Monday, 20 June 2011

Generation X and Y uncovered

I admit I was only ever vaguely aware of the Generation X and Generation Y debate...

...And it was only when my colleague John kept referring to it in that knowing way that people “in the know” do when they know you’re not – in the know that is - that I felt inclined to take a closer look.  With many original opinions claimed on the subject the most readable explanation was an article by Jo Jackson.
Jo brings opinion up to date and introduces Generation Z - born post 1995 - and of course as happens with these social profiling questions the first thing I wanted to know is where I fitted in? Well it obviously wouldn’t be “X” or “Y” I knew that much about it. “Boomer” seemed a fair bet - what with the 60’s and all that. But I certainly wasn’t prepared for the shock  I got on discovering I was a “Veteran!!”  Yep – post war cohort born 1928 to 1945 - surely not? And as I read on...  “disciplined ...respect for law and order ….comfortable with command management style” confirmed it -yes that’s me all right.

But hold a second - “optimistic, ambitious and loyal ….job status conscious.” Yes, that’s me too - and that’s your Baby Boomer. OK I'm happy now - I’m on the cusp.

Generation Y
Even if unread on the subject you won't have escaped the Generation X and Y effect if you’ve been in any kind of communication or relationship oriented career, had kids, or paid attention to the world around you as you grew up.
Certainly as a know-it-all 15 year old I had different values and opinions to my dad, my schoolteacher, the caretaker who “policed” the flats where we lived, and practically everyone remotely connected with authority – which was anyone more than 5 years older than me. And together with my mates I insured those differences were always recognised by talking in an alternative language designed to confuse and exclude our elders.
Then when I was a 20 year old I experienced the second phase - Next Generation Reversed Perspective. It was the Beatle's Christmas Concert at the Hammersmith Odeon. We'd taken two 15 year olds - and overhearing them chatting about the upcoming acts I realised they were talking in a language that now excluded me!  It got worse when they gasped in disbelief on reading that one of their heroes  "was 21!!" I gulped in dismay - realising that I was now officially past it.
Get to the point please...

Winding forward to my 40's I then remember working with a former boss and mentor - he'd always been a role model for his directness and fluency with words - and hearing his "anarchic" young team agreeing "he'd always use ten words when three would do!"
And then only last week Holly was telling me "Gran-dad ...I'd love to hear the end of your story ...but I must get on!" Bless her.

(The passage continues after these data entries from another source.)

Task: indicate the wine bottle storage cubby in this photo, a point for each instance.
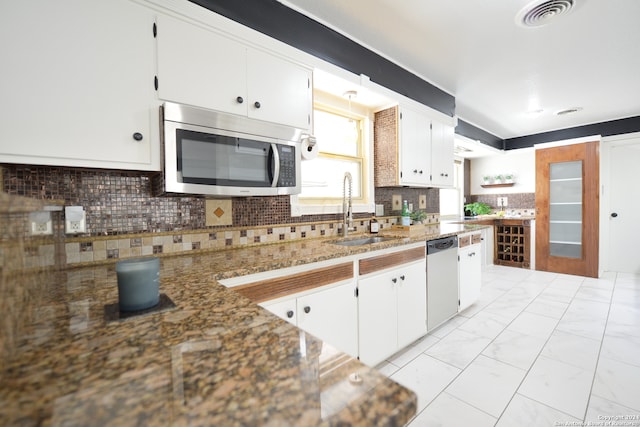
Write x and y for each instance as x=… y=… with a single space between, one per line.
x=512 y=244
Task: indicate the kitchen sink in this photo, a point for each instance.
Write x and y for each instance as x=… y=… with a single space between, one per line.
x=361 y=241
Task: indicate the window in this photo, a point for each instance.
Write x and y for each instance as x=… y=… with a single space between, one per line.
x=343 y=141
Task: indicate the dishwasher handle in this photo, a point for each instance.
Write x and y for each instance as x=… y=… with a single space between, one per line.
x=438 y=245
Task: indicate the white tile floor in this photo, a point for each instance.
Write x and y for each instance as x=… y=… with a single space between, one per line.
x=537 y=349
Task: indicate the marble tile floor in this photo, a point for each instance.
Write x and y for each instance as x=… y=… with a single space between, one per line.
x=537 y=349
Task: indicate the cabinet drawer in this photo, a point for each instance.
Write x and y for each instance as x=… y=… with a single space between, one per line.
x=268 y=289
x=464 y=241
x=381 y=262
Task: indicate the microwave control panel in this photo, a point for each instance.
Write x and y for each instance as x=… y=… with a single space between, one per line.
x=287 y=176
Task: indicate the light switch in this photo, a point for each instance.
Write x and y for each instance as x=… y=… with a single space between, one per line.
x=422 y=201
x=396 y=202
x=74 y=220
x=40 y=223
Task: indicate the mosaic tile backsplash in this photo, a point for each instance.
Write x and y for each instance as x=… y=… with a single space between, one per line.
x=124 y=219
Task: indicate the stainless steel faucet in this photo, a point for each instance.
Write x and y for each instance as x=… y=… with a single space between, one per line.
x=347 y=208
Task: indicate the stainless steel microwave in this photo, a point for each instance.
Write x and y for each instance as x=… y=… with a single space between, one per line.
x=212 y=153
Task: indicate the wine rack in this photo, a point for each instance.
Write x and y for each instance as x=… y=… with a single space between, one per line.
x=512 y=243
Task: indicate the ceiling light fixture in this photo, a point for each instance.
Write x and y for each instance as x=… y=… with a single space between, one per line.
x=541 y=13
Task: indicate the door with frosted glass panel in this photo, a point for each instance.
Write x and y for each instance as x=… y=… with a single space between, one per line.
x=567 y=200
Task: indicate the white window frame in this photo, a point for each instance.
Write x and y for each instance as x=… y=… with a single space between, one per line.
x=458 y=169
x=300 y=206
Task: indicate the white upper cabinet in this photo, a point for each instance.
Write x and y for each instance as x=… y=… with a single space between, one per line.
x=414 y=147
x=77 y=84
x=200 y=67
x=441 y=154
x=278 y=90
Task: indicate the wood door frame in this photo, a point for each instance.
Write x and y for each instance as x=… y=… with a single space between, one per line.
x=587 y=265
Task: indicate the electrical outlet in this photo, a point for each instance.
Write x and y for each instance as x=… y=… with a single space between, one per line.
x=75 y=220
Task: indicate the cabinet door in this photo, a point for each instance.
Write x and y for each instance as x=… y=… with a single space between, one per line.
x=441 y=154
x=487 y=246
x=377 y=317
x=469 y=275
x=199 y=67
x=285 y=309
x=412 y=303
x=415 y=161
x=77 y=83
x=331 y=315
x=279 y=91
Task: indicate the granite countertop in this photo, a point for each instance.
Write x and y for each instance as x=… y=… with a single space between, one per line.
x=216 y=358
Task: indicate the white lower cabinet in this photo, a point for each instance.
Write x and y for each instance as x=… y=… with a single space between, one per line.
x=370 y=315
x=329 y=314
x=469 y=269
x=392 y=310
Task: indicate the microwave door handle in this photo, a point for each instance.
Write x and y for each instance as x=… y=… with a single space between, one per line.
x=275 y=165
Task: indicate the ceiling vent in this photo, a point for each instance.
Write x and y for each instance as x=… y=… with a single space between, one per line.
x=568 y=111
x=539 y=13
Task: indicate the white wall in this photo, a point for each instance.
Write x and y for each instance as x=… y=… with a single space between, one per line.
x=521 y=162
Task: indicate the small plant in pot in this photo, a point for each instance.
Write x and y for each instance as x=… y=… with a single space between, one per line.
x=418 y=217
x=478 y=208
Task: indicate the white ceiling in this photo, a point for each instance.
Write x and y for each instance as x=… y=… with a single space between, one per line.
x=498 y=70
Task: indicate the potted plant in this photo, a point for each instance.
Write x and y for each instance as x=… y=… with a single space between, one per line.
x=478 y=208
x=418 y=217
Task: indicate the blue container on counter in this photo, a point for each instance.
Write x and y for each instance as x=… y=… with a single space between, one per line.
x=138 y=283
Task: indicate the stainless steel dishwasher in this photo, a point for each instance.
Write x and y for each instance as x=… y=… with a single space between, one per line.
x=442 y=280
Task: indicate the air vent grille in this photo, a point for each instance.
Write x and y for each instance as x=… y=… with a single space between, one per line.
x=539 y=14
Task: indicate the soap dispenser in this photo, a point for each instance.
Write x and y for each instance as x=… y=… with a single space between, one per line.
x=374 y=225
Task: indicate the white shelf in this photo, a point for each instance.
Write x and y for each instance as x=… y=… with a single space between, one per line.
x=562 y=242
x=565 y=179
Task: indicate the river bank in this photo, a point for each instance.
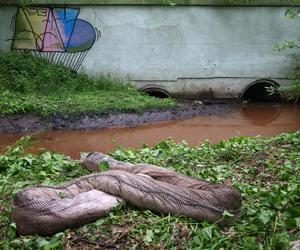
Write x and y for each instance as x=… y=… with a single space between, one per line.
x=265 y=170
x=31 y=123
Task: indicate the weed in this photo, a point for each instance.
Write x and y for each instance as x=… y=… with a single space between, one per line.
x=265 y=170
x=31 y=85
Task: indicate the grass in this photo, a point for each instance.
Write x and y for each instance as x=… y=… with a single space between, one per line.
x=31 y=85
x=265 y=170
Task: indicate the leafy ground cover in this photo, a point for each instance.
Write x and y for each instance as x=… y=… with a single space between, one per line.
x=265 y=170
x=31 y=85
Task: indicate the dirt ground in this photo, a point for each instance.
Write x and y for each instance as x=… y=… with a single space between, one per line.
x=31 y=122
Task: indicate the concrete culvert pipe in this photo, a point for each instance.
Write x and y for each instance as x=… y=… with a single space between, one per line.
x=258 y=92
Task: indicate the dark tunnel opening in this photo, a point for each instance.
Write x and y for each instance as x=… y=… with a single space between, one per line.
x=258 y=92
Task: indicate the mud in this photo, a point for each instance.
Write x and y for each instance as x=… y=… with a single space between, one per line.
x=32 y=123
x=227 y=121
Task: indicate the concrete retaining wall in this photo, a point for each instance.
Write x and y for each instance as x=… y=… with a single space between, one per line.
x=190 y=51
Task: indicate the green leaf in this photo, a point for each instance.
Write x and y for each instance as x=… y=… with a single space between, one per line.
x=103 y=166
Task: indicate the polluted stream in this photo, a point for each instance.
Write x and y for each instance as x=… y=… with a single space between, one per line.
x=240 y=120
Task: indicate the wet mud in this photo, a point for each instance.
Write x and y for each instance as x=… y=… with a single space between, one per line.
x=31 y=123
x=224 y=122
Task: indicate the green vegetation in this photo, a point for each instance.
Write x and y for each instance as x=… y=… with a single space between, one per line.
x=31 y=85
x=292 y=90
x=265 y=170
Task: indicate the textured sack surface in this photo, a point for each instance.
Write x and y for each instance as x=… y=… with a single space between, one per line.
x=46 y=210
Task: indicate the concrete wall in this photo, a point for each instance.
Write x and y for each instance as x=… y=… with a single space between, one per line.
x=188 y=50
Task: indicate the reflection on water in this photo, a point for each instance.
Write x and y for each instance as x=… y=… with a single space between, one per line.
x=250 y=120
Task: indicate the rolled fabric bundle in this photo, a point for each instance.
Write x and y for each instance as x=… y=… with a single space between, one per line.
x=45 y=210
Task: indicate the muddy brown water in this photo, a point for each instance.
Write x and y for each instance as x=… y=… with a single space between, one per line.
x=250 y=120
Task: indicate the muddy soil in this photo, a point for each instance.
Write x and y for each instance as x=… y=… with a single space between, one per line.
x=31 y=123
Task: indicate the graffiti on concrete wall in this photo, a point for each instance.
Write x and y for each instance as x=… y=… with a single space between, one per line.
x=56 y=34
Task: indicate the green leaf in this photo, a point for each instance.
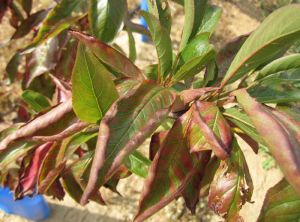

So inter-generation dialogue has always been an issue.  But it certainly is more conspicuous now because of mobile communication technology and social networks. But they haven't caused the problem. They've certainly encouraged a new alternative language of phonetics and shorthand - things need to be said quicker as Holly points out.

Keep out - Generation Y only

But it's not just about brevity. The  "Y" and "Z's" really love their 'phones and facebook.  They provide peer acceptance, empowerment and inclusiveness - all huge issues in a coming-of-age generation.  And issues that in turn influence and shape values, beliefs, needs and opinions - shepherding individual belief systems into the strongly defined group identities we now see.
As anyone in communications knows it's the belief system that lies at the heart of choices and decisions that we make.  So as we strive for hearts and minds - tailoring the message for the distinctive groups ...and getting it across in a minimum of words seems a pretty essential strategy.

But inclusiveness has an exclusive side to it as far as outsiders are concerned - and as brand managers and employee engagement managers rush to embrace social media they need to ensure there is congruence between message and messenger - or else the audience won't let them in.
Listening to a "Generation X going on Vet"  talking about his "wicked apps" is more likely to prompt thoughts of disco dad rather than garner attention and create rapport with this generation.